The Environmental Protection Agency (EPA) has always had an awkward role in the federal government. Created much later than other executive departments — in 1970, by a grudging President Richard Nixon — the EPA isn’t even in the official Cabinet. Its official mission is to “protect human health and the environment,” and since business activity — through pollution and energy and resource use — tends to be the biggest threat to health and the environment, the EPA often finds itself in the crosshairs of conservative critics, while environmentalists often complain the agency does too little to protect the planet. There may not be a more thankless job in the federal government than EPA Administrator.
But the EPA has changed the country — and it’s done so for the better. When the EPA was created at the dawn of the 1970s, the U.S. was an ecological mess. Poisoned smog cloaked cities like Los Angeles and New York. Rivers were full of industrial waste — TIME described Ohio’s highly flammable Cuyahoga as the river that “oozes rather than flows.” Monsters cars guzzled gas and expelled lead fumes.

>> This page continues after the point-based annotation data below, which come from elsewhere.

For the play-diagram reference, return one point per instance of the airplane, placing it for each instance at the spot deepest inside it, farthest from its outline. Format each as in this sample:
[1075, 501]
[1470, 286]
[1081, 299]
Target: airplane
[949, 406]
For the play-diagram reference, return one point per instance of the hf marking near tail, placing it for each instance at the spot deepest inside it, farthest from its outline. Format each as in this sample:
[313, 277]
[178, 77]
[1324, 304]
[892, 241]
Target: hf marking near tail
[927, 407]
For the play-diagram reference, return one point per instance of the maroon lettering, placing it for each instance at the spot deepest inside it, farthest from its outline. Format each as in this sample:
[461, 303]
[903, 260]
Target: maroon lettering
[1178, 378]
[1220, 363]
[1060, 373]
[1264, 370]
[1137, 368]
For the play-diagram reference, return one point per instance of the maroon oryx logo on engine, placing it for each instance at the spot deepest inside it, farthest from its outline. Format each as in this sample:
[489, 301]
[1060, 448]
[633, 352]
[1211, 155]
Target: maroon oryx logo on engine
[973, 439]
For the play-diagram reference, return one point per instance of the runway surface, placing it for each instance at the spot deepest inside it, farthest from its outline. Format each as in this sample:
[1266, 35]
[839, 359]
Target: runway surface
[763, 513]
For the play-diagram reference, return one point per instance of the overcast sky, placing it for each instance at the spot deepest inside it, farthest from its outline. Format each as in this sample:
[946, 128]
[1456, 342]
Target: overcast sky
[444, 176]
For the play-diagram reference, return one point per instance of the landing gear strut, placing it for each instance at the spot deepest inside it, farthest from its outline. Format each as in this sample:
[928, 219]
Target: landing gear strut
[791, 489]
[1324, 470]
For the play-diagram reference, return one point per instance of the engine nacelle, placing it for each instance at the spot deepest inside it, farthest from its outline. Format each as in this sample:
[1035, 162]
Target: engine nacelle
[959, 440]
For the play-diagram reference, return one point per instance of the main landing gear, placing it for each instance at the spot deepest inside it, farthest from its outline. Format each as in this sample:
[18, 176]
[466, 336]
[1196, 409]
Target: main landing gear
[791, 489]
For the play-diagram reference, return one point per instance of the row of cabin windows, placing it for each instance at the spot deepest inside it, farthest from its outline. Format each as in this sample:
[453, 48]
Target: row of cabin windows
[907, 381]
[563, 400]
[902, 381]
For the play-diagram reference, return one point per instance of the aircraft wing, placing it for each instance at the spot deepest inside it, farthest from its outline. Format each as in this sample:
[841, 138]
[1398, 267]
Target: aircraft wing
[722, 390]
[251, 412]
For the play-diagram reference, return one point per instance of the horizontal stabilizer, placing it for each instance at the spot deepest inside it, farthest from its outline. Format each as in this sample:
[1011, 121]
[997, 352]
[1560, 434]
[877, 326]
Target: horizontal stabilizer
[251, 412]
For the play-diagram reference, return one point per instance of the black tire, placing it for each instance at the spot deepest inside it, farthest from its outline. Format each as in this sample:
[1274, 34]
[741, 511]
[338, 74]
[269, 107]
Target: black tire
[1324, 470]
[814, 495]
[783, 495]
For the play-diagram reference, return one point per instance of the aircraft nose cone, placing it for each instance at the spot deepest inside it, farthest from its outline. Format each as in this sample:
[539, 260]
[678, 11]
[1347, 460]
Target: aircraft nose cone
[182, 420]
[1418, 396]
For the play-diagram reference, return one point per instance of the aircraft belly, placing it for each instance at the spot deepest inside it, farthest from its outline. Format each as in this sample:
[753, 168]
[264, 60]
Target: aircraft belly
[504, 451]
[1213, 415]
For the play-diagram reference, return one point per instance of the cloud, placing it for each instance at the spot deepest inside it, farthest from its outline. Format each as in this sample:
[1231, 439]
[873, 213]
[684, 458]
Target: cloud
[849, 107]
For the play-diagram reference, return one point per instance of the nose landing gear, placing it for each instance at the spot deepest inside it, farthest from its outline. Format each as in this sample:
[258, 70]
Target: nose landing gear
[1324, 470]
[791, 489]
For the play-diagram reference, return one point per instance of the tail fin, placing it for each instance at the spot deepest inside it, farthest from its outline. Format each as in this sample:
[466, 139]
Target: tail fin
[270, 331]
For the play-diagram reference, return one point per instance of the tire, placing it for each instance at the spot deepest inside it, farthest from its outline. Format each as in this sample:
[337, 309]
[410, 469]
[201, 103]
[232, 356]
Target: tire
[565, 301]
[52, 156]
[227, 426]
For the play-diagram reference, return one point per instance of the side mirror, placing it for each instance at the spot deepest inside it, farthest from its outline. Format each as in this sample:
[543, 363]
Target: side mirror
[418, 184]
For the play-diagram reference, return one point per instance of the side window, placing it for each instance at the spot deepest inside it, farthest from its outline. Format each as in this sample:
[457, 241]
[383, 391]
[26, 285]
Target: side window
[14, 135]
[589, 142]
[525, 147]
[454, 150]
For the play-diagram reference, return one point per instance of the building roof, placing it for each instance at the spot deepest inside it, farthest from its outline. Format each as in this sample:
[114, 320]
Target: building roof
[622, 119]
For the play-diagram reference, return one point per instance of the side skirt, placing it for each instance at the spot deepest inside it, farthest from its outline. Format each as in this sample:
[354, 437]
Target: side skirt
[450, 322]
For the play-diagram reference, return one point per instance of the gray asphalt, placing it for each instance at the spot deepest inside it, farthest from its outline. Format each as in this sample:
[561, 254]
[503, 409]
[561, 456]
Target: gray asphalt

That’s the country that the Searching for the Seventies: Documerica Photography Project captures. Documerica was created by the EPA as an effort to document the country’s environmental crisis — the project draws from more than 20,000 images in the National Archives — and it does so with verve. The water coolers of a power plant, belching steam, loom over the backyard of a house in West Virginia. Old refrigerators litter the land around the Queens neighborhood of Breezy Point — later destroyed by superstorm Sandy — in New York. Gasoline stations pumped dry by the fuel crisis sit tagged by graffiti. These are images from an America that seems further away from us than it really is, one that’s grimier and poorer. The sweat and the dirt and even the air is visible.
But these images throb with life. The EPA didn’t set out to make art — that’s not exactly in the agency’s mission statement — but the photographers did just that, capturing ordinary Americans in the midst of a transitory era, as the industrial and the rural gave way to the country we know today. In many ways that country is a better one, a cleaner one — thanks in no small part to the work of the EPA. But there’s a startling beauty to the 1970s — bad haircuts and fashion aside — that’s been lost in the decades since. Thanks to Documerica — and the EPA — at least we have these memories.
‘Searching for the Seventies: The Documerica Photo Project’ opens March 8 at the Lawrence F. O’Brien Gallery of the National Archive Building in Washington D.C. A book featuring the work is also available from D. Giles Ltd.